La tragédie du Collège Dawson n’est pas la première en son genre : elle a connu des prédécesseurs tels la tuerie à la Poly­technique et à Concordia mais, son taux de décès a été faible en comparaison. Par contre, son poids médiatique a atteint des résultats quasi-inégalés, la plaçant tout juste derrière les événements du 11 septembre 2001. Selon la firme montréalaise Influence Communication, cette tragédie a fait la manchette de plus de 700 médias écrits et électroniques partout à travers le monde dans les jours suivant l’événement. Tirée de son site Internet, la photo du tueur pointant une arme vers l’objectif de la caméra fut largement médiatisée, son profil psychologique fut dévoilé à la population, de même que le site Internet qu’il fréquentait et sur lequel il avait proféré des menaces. Des bribes de ses écrits morbides ont également été médiatisées. Une exposition médiatique d’une telle ampleur a-t-elle sa place dans de telles circonstances ? Si oui, quel impact a-t-elle ?
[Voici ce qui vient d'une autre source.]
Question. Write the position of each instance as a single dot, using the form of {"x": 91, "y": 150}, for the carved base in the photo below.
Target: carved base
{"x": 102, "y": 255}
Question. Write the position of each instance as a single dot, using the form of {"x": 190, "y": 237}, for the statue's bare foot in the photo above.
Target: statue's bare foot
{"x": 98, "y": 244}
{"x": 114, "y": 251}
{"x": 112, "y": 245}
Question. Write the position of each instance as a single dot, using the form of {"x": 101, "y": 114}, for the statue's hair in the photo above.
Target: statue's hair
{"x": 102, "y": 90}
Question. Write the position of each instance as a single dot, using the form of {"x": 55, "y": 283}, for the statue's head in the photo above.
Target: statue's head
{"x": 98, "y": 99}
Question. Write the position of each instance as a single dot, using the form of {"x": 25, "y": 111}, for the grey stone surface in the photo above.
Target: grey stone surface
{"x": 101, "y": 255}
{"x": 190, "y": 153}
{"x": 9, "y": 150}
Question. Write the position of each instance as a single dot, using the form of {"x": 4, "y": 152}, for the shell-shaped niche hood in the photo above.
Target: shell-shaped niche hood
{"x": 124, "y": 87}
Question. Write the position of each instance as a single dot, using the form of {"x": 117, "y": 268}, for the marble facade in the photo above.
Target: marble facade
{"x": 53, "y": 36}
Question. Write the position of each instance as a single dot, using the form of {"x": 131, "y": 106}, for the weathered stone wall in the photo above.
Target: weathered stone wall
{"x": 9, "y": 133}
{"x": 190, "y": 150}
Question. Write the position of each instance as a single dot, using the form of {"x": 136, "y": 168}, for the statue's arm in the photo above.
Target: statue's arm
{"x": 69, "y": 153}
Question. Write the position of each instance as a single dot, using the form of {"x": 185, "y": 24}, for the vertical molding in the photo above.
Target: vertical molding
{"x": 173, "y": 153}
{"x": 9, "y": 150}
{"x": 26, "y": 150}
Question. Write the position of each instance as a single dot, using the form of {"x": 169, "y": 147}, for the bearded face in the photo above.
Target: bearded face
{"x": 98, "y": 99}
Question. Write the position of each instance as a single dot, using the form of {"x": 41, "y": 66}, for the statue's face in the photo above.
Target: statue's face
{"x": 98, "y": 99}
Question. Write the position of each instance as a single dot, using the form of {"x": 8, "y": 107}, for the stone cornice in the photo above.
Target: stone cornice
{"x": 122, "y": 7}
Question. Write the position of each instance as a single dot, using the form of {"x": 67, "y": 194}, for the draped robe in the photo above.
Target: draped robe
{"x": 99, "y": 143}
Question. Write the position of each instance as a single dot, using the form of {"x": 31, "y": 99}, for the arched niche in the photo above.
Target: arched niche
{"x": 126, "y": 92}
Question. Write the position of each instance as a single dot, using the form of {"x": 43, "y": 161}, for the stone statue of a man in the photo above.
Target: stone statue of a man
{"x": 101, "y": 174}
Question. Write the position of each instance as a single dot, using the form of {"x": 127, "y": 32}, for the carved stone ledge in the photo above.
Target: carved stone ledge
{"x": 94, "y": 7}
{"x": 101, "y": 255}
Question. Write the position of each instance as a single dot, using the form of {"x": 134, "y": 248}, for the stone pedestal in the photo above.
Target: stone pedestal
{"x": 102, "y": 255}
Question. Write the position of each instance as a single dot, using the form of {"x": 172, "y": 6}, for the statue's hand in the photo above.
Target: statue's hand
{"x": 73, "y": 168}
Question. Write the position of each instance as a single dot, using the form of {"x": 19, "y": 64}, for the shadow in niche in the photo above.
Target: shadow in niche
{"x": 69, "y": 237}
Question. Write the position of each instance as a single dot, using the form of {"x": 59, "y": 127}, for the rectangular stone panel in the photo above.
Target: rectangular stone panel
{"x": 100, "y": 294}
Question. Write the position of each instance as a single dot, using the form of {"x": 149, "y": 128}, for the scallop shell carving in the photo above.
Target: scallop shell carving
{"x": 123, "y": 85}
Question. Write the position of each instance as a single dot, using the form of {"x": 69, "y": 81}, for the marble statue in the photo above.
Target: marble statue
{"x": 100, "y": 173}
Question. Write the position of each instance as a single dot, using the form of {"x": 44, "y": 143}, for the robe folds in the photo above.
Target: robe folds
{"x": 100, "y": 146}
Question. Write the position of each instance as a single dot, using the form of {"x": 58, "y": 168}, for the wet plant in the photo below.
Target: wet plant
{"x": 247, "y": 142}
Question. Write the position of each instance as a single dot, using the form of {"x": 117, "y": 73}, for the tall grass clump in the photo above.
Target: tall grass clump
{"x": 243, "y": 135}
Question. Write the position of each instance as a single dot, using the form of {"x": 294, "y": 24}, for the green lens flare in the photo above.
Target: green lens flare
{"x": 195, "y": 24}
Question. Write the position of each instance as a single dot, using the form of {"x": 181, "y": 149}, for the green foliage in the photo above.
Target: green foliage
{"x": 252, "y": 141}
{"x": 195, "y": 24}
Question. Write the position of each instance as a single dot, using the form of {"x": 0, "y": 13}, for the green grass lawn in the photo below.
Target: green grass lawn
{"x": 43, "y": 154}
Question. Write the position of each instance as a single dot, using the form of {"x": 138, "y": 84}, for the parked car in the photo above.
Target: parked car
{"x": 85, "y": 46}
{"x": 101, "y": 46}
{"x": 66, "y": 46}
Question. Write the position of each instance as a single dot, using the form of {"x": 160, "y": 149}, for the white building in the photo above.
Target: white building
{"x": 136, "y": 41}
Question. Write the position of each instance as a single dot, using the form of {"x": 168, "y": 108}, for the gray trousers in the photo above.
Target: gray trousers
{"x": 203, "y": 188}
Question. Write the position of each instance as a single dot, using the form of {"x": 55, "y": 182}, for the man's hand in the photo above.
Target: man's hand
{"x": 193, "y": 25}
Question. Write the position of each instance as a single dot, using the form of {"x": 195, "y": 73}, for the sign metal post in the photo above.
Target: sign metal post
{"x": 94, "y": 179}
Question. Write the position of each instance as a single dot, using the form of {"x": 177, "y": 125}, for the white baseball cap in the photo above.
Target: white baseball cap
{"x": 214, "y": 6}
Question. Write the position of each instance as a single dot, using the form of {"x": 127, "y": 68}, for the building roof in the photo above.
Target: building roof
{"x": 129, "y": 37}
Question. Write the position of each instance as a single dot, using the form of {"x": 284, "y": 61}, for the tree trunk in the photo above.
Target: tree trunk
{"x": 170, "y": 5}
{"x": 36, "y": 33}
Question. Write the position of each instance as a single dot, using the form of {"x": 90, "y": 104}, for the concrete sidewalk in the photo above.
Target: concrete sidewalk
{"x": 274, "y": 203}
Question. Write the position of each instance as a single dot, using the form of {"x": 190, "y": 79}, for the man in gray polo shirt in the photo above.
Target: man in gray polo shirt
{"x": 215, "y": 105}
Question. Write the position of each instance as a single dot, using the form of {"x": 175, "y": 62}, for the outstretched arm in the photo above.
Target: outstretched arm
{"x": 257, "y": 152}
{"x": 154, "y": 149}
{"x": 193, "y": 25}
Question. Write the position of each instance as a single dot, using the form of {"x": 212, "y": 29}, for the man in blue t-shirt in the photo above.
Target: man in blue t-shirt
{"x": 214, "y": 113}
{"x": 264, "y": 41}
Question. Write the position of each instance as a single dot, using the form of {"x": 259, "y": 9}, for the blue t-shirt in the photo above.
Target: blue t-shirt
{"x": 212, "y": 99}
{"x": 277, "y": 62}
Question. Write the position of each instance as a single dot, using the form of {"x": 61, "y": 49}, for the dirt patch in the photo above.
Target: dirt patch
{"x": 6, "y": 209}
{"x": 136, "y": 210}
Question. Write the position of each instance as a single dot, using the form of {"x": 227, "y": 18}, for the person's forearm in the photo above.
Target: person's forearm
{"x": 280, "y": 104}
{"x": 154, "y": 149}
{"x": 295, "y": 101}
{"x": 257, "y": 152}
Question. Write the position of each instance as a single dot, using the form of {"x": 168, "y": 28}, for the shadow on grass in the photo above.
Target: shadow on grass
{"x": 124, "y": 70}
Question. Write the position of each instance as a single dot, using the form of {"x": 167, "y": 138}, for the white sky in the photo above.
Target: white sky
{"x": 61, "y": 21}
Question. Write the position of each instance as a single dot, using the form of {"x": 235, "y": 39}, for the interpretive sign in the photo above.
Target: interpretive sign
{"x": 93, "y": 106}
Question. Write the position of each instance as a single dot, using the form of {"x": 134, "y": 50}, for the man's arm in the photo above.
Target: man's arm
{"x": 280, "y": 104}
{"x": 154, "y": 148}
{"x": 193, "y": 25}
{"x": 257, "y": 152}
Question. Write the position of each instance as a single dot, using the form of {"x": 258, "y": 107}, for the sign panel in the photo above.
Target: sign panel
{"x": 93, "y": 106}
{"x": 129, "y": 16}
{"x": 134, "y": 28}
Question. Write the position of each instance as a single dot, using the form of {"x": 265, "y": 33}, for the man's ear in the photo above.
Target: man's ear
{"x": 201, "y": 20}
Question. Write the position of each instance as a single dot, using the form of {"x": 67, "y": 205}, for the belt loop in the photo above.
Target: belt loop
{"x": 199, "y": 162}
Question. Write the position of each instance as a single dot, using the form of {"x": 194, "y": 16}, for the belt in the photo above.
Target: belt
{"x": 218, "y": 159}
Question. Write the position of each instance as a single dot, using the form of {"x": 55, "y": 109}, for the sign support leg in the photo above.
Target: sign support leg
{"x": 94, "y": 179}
Effet d’entraînement ou pur hasard

Selon la lettre ouverte du psychiatre Marc-Alain Wolf parue dans La Presse, un tel engouement médiatique pour ce type d’événement révèle souvent une image trompeuse et provo­que des réactions émotionnelles plutôt que rationnelles. M. Wolf craint que la profusion importante d’Informations lors de tels événements tragiques ne vienne créer un effet d’émulation et de contagion propre à ces crimes spectaculaires. Dans le cas de Dawson, il semble qu’un effet de contagion se soit répandu tant au Québec que chez nos voisins du Sud : un élève du secondaire à Beauport a proféré des menaces semblables à celles de K. Gill auprès de ses camarades ; un autre, d’une école secondaire de Hudson, a fait de même ; des mêmes ty­pes de menaces ont été proférés par deux jeunes de 17 et 22 ans à Saint-Jérôme ; au Wisconsin, un élève de 15 ans a abattu le directeur de son école ; au Colorado, une prise d’otages a eu lieu dans une école secondaire et a engendré la mort d’un élève ; en Pennsylvanie, un tireur fou s’est pointé dans une école amish et a tué trois jeunes filles et en a blessé huit ; chez nous, une école primaire de l’arrondissement de Rock Forest a fermé ses portes à cause de menaces de mort. Deux éléments ressor­tent de cette énumération : la plupart des menaces provien­nent de jeunes qui ont fréquenté le même site Internet que Kimveer Gill et, les événements se sont tous produits dans les jours suivant la tragédie de Dawson.

Le vrai rôle des médias

Le Collectif régional d’éducation sur les médias d’informa­tion (CRÉMI) considère que la promotion de la violence dans les médias en général a un effet pervers sur les gens qui la regarde, particulièrement sur les personnes à risque de déve­lopper des problèmes comportementaux, comme les ado­lescents en quête d’identité ou d’attention. Par conséquent, le CRÉMI croit que les médias ne devraient pas accorder autant d’espace aux modèles négatifs. Lorsque la surexposi­tion médiatique entre en jeu, la banalisation risque de s’ac­croître. Dans des circonstances dramatiques, même si les médias présentent l’information en direct, ils doivent éviter de se laisser entraîner dans le jeu de la concurrence et du sensationnalisme mais, au contraire, inviter la population à réfléchir sur les motifs qui se trouvent derrière de tels actes.